Todo es mejorable. Y nadie cuestiona la sana intención de poner la tecnología al servicio del juego limpio. Sin embargo, el fútbol tiene ingredientes pasionales que se retroalimentan con las polémicas, los robos arbitrales y las injusticias que supuestamente benefician a los grandes… El nuevo presidente de la FIFA, Gianni Infantino, ha postergado hasta marzo del próximo año la decisión de incorporar definitivamente el videoarbitraje a las competiciones oficiales. Entre los partidarios, todavía en minoría, el principal argumento que se esgrime es el de garantizar un resultado justo al final de cada partido.
Claro que el fútbol tampoco sería lo mismo sin “la mano de Dios” – “yo no la toqué, fue la mano de Dios”, apostilló Diego Armando Maradona en el famoso partido contra Inglaterra -, sin los goles fantasma que se dieron por válidos en distintos mundiales y, si me apuran, tampoco habría sido posible la séptima Copa de Europa del Real o la remontada del Barcelona frente al PSG, en el Nou Camp.

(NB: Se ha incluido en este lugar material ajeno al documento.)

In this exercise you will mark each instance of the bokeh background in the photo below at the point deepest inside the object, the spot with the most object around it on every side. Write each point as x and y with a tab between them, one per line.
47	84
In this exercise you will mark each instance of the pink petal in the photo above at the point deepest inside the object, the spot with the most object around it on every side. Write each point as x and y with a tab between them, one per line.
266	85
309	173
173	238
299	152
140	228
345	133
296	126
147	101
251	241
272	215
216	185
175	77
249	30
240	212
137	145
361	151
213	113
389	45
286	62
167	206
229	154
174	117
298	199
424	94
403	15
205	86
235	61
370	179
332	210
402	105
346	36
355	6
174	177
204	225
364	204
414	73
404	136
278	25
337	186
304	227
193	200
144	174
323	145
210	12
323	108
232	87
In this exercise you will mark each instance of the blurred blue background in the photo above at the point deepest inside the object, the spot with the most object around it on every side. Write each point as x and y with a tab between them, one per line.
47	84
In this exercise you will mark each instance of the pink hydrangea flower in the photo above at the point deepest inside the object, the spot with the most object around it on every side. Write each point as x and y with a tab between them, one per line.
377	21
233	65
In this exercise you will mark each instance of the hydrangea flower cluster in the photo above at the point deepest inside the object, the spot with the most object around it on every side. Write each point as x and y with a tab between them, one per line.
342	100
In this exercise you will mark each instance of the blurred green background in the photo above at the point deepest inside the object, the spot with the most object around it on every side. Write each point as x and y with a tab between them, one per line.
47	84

“El arbitraje asistido por vídeo es el futuro del fútbol moderno”, señala Infantino. Sin embargo, a la vista de las reacciones y opiniones contrarias, prefiere no marcarse plazos. Para empezar, los jugadores y aficionados del equipo al que se le anula un gol, después de haberse dado por válido, sufren una decepción.
La moral del equipo acusa las consecuencias y sus seguidores, después de esperar un minuto o dos para conocer la decisión definitiva, también pueden venirse abajo. Tras la euforia y la celebración del gol, como vimos en un reciente amistoso Francia-España, todos expectantes esperando en qué queda la cosa. También se rompe el ritmo del partido y la tradición, con historias que pasan de generación en generación, y que animan las tertulias con amigos.
El VAR castiga a los tramposos, hace justicia, pero deja fuera de juego a los hooligans, a los que viven con mayor apasionamiento los encuentros de fútbol. Claro que, si este sistema de ayuda arbitral hubiera existido muchos años antes, se habrían evitado grandes disgustos y algunos enfrentamientos internacionales, como el del año 1969 con la “guerra del fútbol” entre El Salvador y Honduras.